De plus, si un époux se porte caution pour une dette sans l'accord de l'autre, les créanciers ne peuvent exiger de'être remboursés que sur les biens propres de l'époux caution et ses revenus. Par contre, si l'autre époux a donné son consentement par écrit ou a co-signé l'acte de caution, les biens communs ou même les biens propres pourraient être engagés.
Sous le régime de la séparation de biens, les dettes contractées sont généralement personnelles, et le créancier ne peut pas saisir les biens ou les revenus de l'autre conjoint, sauf pour les dettes liées aux engagements pris ensemble ou pour les dettes d'entretien du ménage et d'éducation des enfants.
Il est également important de noter que les dettes ménagères, qui incluent les dépenses pour l'entretien du ménage et l'éducation des enfants, peuvent engager la solidarité des époux, mais cela dépend de l'utilité de la dépense et de sa nécessité pour les besoins du ménage.
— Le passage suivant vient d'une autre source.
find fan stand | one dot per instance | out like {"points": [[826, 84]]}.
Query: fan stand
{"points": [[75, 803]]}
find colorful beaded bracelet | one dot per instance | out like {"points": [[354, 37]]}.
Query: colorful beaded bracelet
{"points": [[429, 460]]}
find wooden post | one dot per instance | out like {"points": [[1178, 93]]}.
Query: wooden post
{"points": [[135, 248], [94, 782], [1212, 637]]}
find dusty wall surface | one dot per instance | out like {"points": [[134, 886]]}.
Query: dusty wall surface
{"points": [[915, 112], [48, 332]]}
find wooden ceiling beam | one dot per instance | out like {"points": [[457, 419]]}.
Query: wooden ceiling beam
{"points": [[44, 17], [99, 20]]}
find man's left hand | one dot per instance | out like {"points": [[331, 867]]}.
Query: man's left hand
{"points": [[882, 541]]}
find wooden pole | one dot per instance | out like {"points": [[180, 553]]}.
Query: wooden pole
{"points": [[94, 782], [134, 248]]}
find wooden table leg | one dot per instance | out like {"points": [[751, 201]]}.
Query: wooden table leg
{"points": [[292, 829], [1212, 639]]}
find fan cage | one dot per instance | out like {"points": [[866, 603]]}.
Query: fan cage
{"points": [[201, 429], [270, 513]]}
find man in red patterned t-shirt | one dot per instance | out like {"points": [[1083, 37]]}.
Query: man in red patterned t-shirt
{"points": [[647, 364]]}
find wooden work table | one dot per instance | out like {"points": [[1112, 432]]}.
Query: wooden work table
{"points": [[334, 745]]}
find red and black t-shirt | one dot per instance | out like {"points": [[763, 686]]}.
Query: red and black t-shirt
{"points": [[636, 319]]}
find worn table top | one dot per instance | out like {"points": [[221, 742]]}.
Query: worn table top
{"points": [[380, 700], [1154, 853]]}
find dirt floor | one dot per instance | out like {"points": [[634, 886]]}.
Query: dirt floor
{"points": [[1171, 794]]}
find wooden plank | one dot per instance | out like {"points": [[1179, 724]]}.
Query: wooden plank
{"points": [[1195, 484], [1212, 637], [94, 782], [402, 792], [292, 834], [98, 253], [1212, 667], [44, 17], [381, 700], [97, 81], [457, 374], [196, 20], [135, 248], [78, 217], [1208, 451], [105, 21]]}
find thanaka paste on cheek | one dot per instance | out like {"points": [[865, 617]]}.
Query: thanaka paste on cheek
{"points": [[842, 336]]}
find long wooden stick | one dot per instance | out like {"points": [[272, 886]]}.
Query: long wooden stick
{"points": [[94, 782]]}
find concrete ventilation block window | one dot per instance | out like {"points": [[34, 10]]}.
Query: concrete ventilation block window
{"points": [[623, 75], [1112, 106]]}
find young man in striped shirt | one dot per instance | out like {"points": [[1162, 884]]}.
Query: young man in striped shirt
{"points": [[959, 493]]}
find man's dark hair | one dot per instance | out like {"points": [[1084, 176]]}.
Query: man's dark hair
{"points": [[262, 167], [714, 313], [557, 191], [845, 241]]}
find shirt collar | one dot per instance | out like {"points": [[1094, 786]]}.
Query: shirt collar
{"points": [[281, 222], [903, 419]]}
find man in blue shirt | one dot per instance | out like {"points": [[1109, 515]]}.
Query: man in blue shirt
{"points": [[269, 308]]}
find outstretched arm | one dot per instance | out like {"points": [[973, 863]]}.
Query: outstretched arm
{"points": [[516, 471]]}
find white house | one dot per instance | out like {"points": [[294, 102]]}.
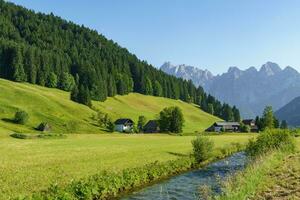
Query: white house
{"points": [[123, 125]]}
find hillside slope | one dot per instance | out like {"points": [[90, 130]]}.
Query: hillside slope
{"points": [[290, 112], [135, 104], [53, 106]]}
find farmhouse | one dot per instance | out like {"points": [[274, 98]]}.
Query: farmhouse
{"points": [[224, 126], [251, 123], [151, 127], [123, 125]]}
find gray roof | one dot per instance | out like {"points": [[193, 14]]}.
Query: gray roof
{"points": [[123, 121], [227, 123]]}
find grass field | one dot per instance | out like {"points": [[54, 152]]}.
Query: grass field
{"points": [[53, 106], [273, 176], [134, 104], [31, 165]]}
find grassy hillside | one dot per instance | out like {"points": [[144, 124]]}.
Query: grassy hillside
{"points": [[53, 106], [134, 104], [31, 165], [42, 104]]}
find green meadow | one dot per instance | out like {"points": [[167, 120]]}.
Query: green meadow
{"points": [[54, 106], [31, 165]]}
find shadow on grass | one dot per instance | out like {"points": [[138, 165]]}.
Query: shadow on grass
{"points": [[178, 154], [8, 120]]}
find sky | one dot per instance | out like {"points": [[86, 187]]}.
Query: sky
{"points": [[209, 34]]}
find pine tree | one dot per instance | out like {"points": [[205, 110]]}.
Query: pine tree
{"points": [[18, 73], [157, 89], [141, 123], [268, 118], [283, 124]]}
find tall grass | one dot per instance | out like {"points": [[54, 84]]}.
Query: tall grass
{"points": [[108, 184], [267, 153]]}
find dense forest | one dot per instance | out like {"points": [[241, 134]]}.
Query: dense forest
{"points": [[49, 51]]}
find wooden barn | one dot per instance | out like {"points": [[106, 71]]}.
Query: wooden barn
{"points": [[151, 127], [123, 125], [224, 126]]}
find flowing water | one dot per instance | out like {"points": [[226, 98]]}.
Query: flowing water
{"points": [[186, 186]]}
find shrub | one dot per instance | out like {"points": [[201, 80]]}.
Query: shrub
{"points": [[202, 148], [270, 140], [21, 117], [44, 126], [110, 126]]}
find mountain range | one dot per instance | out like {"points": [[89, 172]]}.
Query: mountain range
{"points": [[290, 112], [250, 90]]}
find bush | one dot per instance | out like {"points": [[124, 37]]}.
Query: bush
{"points": [[44, 126], [202, 148], [21, 117], [270, 140]]}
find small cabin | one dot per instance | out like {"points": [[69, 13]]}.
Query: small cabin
{"points": [[251, 123], [151, 127], [123, 125], [224, 126]]}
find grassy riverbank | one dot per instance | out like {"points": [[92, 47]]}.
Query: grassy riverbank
{"points": [[27, 166], [272, 175]]}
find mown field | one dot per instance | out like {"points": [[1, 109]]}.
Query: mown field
{"points": [[31, 165], [274, 175], [54, 106]]}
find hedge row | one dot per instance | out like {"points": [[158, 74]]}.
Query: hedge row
{"points": [[106, 184]]}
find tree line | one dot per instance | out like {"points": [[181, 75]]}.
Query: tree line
{"points": [[269, 121], [49, 51]]}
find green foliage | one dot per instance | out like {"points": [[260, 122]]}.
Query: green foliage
{"points": [[202, 148], [245, 128], [21, 117], [67, 81], [49, 51], [171, 120], [81, 95], [52, 80], [106, 184], [271, 140], [268, 118], [284, 125], [44, 126], [141, 123], [110, 126]]}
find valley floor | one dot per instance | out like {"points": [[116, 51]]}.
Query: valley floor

Si une dépense est jugée excessive ou sans utilité familiale, elle peut être exclue du principe de solidarité.
Enfin, pour éviter d'être responsable des dettes de son conjoint, il est essentiel de connaître son régime matrimonial et de bien comprendre les règles qui s'appliquent aux dettes contractées au sein du couple, ainsi que de maintenir une communication ouverte sur les dépenses et les décisions financières.